わき汗~原発性腋窩多汗症治療薬について エクロックゲルとラピフォートワイプ
【原発性腋窩多汗症(いわゆるわき汗)とは】
原発性腋窩多汗症というのは『明らかな原因となる病気がないにもかかわらず、左右のわきの下に、生活に支障が出るほど多くの汗をかいてしまう』という状態です。
多汗症は、全身の発汗が増加する全身性多汗症と、体の一部分の発汗が増加する局所多汗症に分けられます。
局所多汗症の中には結核や悪性腫瘍、甲状腺機能亢進症、内分泌疾患、神経疾患、薬剤性など、何らかの原因の見つかるものと、原因の明らかでないものがあります。
このため、多汗を訴えてこられた患者さんには治療中の病気や服用しているお薬も含めて詳しく問診を取らせていただき、多汗の原因となる明らかな原因がないか血液検査をさせていただくこともございます。
局所多汗症のうち特に原因が明らかでないものは原発性局所多汗症と定義されます。
【原発性局所多汗症の治療】
治療として従来から塩化アルミニウム、ボトックス注射、内服薬、交感神経遮断術などの手術療法などがありますが、いずれも副作用があったり痛みや患者さんの体への負担が大きいという欠点がありました。
2020年11月に世界に先駆けてエクロックゲルが発売されました(保険適用あり)
エクロックゲルの主成分、ソフプロニウム臭化物は汗腺のムスカリンM3受容体を介した抗コリン作用があり、外用部局所で発汗を抑制します。
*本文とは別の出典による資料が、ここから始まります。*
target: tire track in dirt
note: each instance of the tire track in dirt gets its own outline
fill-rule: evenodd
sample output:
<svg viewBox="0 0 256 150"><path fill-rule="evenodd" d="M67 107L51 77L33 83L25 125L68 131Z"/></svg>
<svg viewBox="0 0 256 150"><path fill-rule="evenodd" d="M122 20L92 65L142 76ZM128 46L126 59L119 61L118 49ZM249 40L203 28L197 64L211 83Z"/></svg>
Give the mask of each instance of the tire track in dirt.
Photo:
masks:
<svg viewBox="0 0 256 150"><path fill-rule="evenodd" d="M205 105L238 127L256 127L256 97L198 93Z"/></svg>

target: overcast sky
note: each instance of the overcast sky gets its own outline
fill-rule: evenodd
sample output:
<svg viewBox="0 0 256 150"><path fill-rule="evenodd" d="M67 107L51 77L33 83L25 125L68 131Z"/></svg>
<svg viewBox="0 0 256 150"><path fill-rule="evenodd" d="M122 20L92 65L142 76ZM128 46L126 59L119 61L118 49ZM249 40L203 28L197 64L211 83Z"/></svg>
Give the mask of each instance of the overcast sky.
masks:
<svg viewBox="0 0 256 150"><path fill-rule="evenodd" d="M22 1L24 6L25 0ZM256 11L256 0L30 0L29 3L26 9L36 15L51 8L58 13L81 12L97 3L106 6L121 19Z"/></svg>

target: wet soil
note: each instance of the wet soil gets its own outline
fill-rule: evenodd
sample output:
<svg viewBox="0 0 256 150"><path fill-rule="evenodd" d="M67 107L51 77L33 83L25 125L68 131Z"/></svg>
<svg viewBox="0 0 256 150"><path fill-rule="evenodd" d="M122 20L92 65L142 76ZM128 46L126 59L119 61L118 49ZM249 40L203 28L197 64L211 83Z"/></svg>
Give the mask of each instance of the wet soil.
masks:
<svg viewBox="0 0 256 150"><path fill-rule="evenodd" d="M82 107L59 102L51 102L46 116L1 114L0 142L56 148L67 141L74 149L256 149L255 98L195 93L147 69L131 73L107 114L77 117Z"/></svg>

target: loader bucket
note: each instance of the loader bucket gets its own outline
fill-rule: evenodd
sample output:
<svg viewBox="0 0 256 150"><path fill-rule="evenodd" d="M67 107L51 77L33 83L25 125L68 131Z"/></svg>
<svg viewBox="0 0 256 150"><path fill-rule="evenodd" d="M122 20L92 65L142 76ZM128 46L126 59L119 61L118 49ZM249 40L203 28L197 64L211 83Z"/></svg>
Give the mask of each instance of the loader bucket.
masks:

エクロックゲルについてもっとお知りになりたい方は科研製薬が出しているワキアセナビをご覧ください。
https://wakiase-navi.jp/
このほか、2022年5月からラピフォートワイプが発売されました(保険適用あり。新薬のため1年間は1回の処方が14日分まで)
こちらも同様に感染のムスカリンM3受容体を介した抗コリン作用で発汗を抑える薬です。
1回使い切りのシート状の薬剤なので衛生的、かつ持ち運びがしやすい特徴があります。
平均発汗量が50%以上改善した患者さんは試用2週目で92.9%、その後も持続的に使用することで効果が期待できます。
下のサイトをクリックしていただくと説明の2枚目に使い方動画を見られるQRコードがついています。是非ご覧ください。
https://www.maruho.co.jp/medical/pdf/rapifort/5062701.pdf
これらはわきの下にしかお使いいただけないので、従来通り手のひらや足の裏には濃度のそれほど高くない塩化アルミニウム水溶液を処方しています。
また、全身性の多汗には内服のプロ・バンサインを処方しています。
【 副作用(1%以上)】
羞明、散瞳、霧視、排尿困難、口喝、接触皮膚炎など
これらのお薬は今のところわきの下だけにしかつかうことができません。顔についた場合に散瞳や羞明などの副作用が出ることがあり、わきに使った後にはしっかり手を洗っていただく必要があります。
全身性の副作用は少ないとはいえ、当院では妊娠中・授乳中・緑内障や前立腺肥大症の方には処方しておりません。
またエクロックゲルは12歳未満のお子様・ラピフォートワイプは9歳未満のお子様には処方できません。
どちらも医師の処方箋が必要な処方薬です。
【価格】
エクロックゲル 1本20g(14日分) 4874円 (3割負担の方で1462円)1回に複数本処方できます。
ラピフォートワイプ 1枚 262円 14日分で3668円 (3割負担の方で1100円)1回に14日枚までの処方です。
よくある質問
Q: 原発性腋窩多汗症とはどんな疾患ですか?
A: 原発性腋窩多汗症は、汗の量が多くなる原因となる病気や障害がないのにもかかわらず、腋窩から両側性に、温熱や精神的負荷の有無とは無関係に、日常生活に支障をきたす程の過剰な発汗を認める疾患です。